L’accusa della tutrice: sfruttamento economico e un libro in uscita

Mentre gli esperti si accingono a colloquiare i più piccoli, si infiamma lo scontro sulla condotta della madre, Catherine Birmingham. La tutrice dei minori, l’avvocato Maria Luisa Palladino, ha formalizzato accuse pesantissime nei suoi confronti, sostenendo che la donna starebbe utilizzando i propri figli per fini squisitamente commerciali. La miccia di questa nuova polemica è rappresentata dall’imminente pubblicazione del libro dal titolo “La nostra vita libera”, edito da Solferino e in uscita dal prossimo 5 maggio, nel quale la stessa Catherine racconta la scelta di una vita ‘off the grid’, ovvero completamente fuori dai modelli standard del consumo e della società tecnologica. Secondo la ricostruzione della tutrice, e come riportato nell’atto depositato alla Corte d’appello dell’Aquila, la decisione di pubblicare un volume che narra le vicende processuali della famiglia configurerebbe “una grave e persistente esposizione mediatica dei minori per finalità estranee al loro interesse”, una trasformazione della sofferenza familiare in un vero e proprio “prodotto editoriale”.
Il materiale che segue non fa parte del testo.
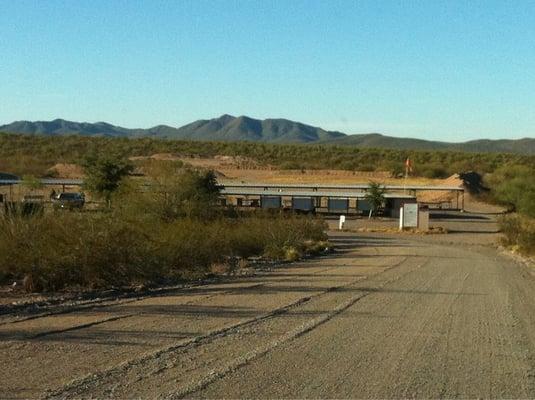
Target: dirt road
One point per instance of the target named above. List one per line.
(385, 316)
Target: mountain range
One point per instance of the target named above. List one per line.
(229, 128)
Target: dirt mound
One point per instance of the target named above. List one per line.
(473, 182)
(68, 171)
(454, 180)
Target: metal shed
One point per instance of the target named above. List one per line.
(303, 203)
(336, 205)
(270, 201)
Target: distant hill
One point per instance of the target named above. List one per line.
(376, 140)
(224, 128)
(229, 128)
Il rifiuto della figlia e l’angoscia della madre

A rendere ancora più tesa la situazione emotiva, che già grava come un macigno sulle spalle dei genitori, si aggiungono le difficoltà legate ai contatti a distanza. Dopo il suo allontanamento dalla struttura protetta di Vasto, avvenuto lo scorso 6 marzo, a Catherine è consentito interagire con i bambini soltanto tramite videochiamate. In una di queste ultime occasioni, però, la figlia di otto anni ha opposto un rifiuto secco, rifiutandosi categoricamente di parlare con la madre. Un gesto che ha riacceso l’antica e dolorosa paura della donna, la quale ha confidato ai suoi interlocutori il terrore che il legame con i suoi bimbi si stesse irreversibilmente spezzando: “Temo che i miei bimbi non vogliano più vedermi”, ha dichiarato, manifestando tutta la sua fragilità di fronte a un distacco emotivo che sembra inarrestabile.
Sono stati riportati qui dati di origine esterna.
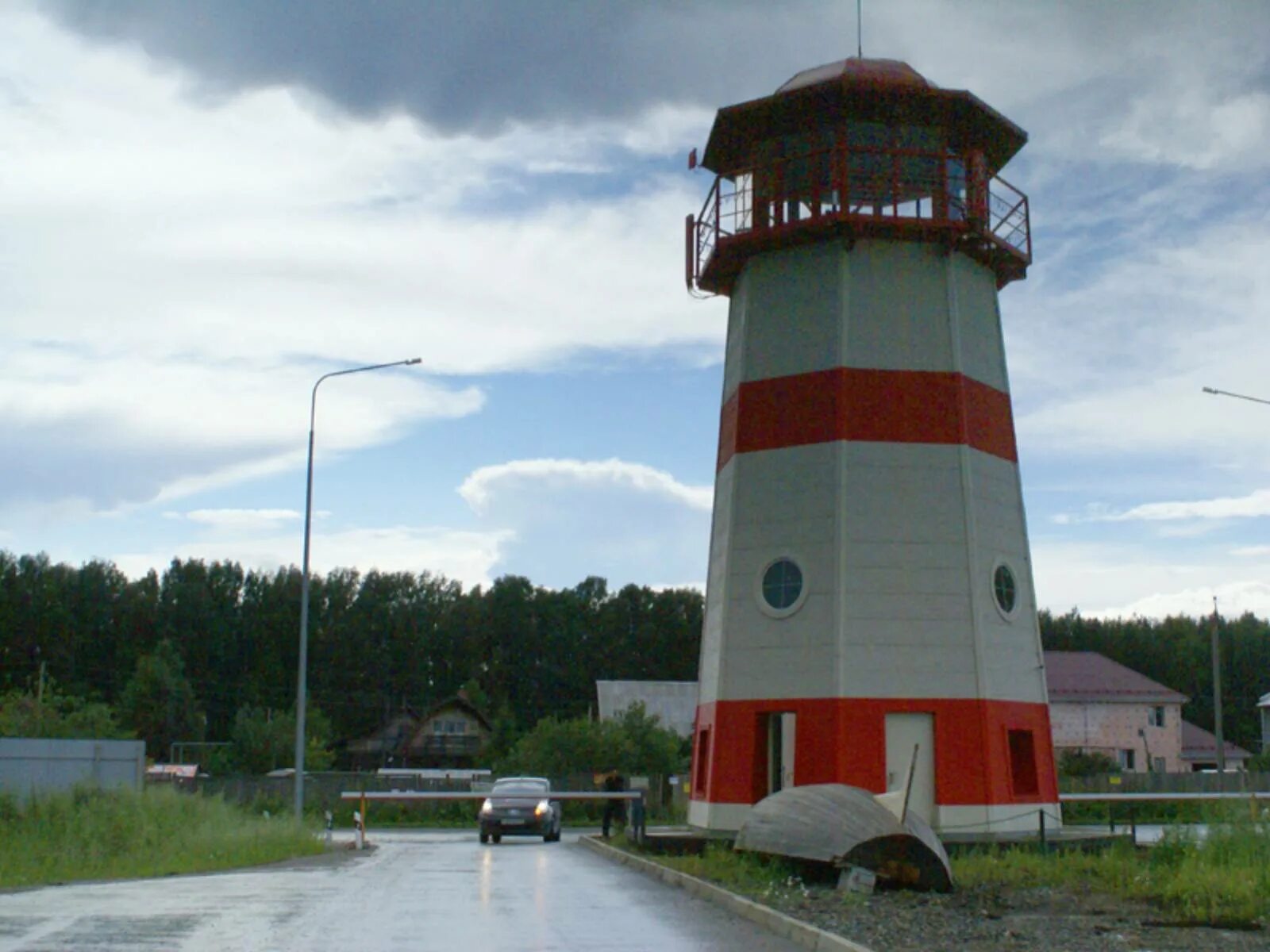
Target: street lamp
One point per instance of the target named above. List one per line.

Le mosse legali e la richiesta di rigetto del ricorso

Sul piano squisitamente processuale, la tutrice Palladino ha già messo nero su bianco le sue contestazioni, chiedendo formalmente alla Corte d’appello dell’Aquila di respingere il reclamo presentato dagli avvocati Marco Femminella e Danila Solinas, i legali della coppia, che chiedono invece a gran voce il ricongiungimento familiare. La strategia difensiva dei genitori, che hanno sempre rivendicato la liceità del loro modello educativo basato sull’autosufficienza e sul contatto con la natura, si scontra ora con l’ostruzionismo dell’autorità tutoria, che vede nella pubblicazione del libro la prova che la madre non ha compreso la gravità della situazione, continuando a esporre i minori al dibattito pubblico. La tensione, dunque, resta altissima in attesa che i consulenti tecnici depositino i loro elaborati, i soli che potranno fornire una base scientifica – al di là delle chiacchiere da talk show – per una decisione che cambierà per sempre le vite di questi tre bambini.